Each inning has its own assigned Strategy which dictates which cards can be played. The inning Strategies are intentionally set up in the normal skill order of a typical baseball lineup – a fast leadoff hitter (1st inning is Speed), a good contact hitter second (2nd inning is On-Base Percentage), the best pure hitter third (3rd inning is None, meaning you need a good Offense rating to have a positive affect), the star “cleanup” hitter fourth (4th inning is Clutch) and your big-boppers bat fifth and sixth (both innings are Power).
The next inning is the “7th inning Stretch” where you get to draw additional cards to gear up for the last third of the game. The 9th inning is, of course, a “Clutch” strategy inning as well.
The ballplayers themselves are also numerically-rated in certain important skills – “Offense”, “Defense”, “Power”, “Speed”, “On-Base Percentage” and “Clutch”.
In each of the nine innings, one of your nine ballplayers will be assigned to be the batter and the fielder that inning. In this sense, the game is like Slapshot’s “mano-a-mano” matchup system – the two opposing ballplayers will match their skills against one another in that inning only. They will take turns both batting and fielding against one another. You, as the manager, have to be clever deciding which player is assigned to the inning (each player can only appear once in the game) and how to play your Strategy cards.
After the cards are played, a final adjusted number of die rolls are made along with a possibly new target number.
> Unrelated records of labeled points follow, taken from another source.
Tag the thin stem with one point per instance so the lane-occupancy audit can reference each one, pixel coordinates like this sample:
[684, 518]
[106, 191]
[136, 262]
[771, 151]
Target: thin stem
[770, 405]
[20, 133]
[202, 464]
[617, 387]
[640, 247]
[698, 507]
Whether the number of rolls and target number are higher or lower than existed at the start is dependent on how well the managers manipulated their lineups and how well they played their cards.
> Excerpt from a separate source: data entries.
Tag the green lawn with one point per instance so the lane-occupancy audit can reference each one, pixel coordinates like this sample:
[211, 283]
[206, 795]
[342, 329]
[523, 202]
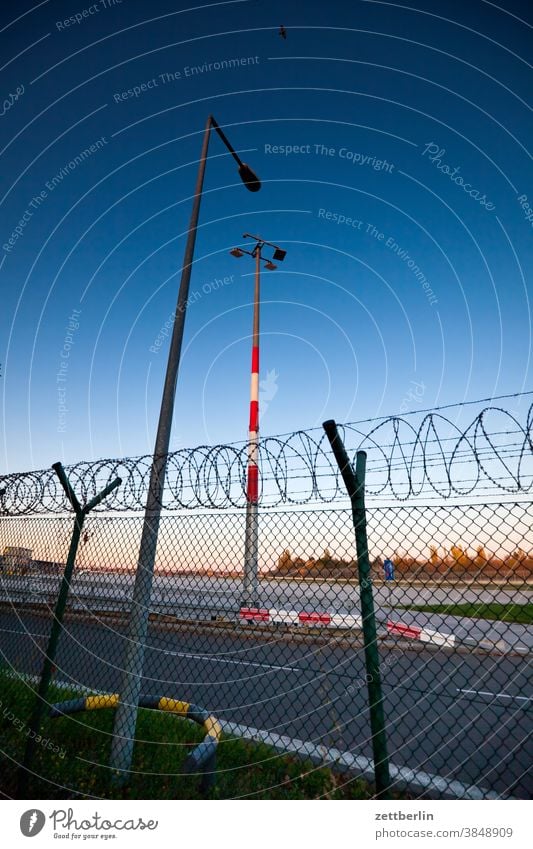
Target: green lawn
[522, 613]
[163, 740]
These final scoring die rolls are made by the batting player and each successful roll will score a run for that half of the inning.
High & Tight does take a significantly different approach to baseball simulation. Instead of the 100+ die rolls of the more traditional detailed games, the Strategy cards act as a catalyst for all those other events and instead provide a narrative of the action, concentrating on the one or two significant aspects of each player’s contribution to the game.
Essentially the game takes a “mega-view” of what the ballplayer does to help his side win (or lose) and the cards provide the storyline to help place that contribution in the context of a baseball game. It’s up to the manager (i.e. you) to take the cards dealt him, analyze the situations that arise and utilize his ballplayers and pitchers skills to maximize his odds of winning.
I’m hoping that these elements will make High & Tight a successful combination of a card management/dice-rolling family game and a flavorful baseball simulation.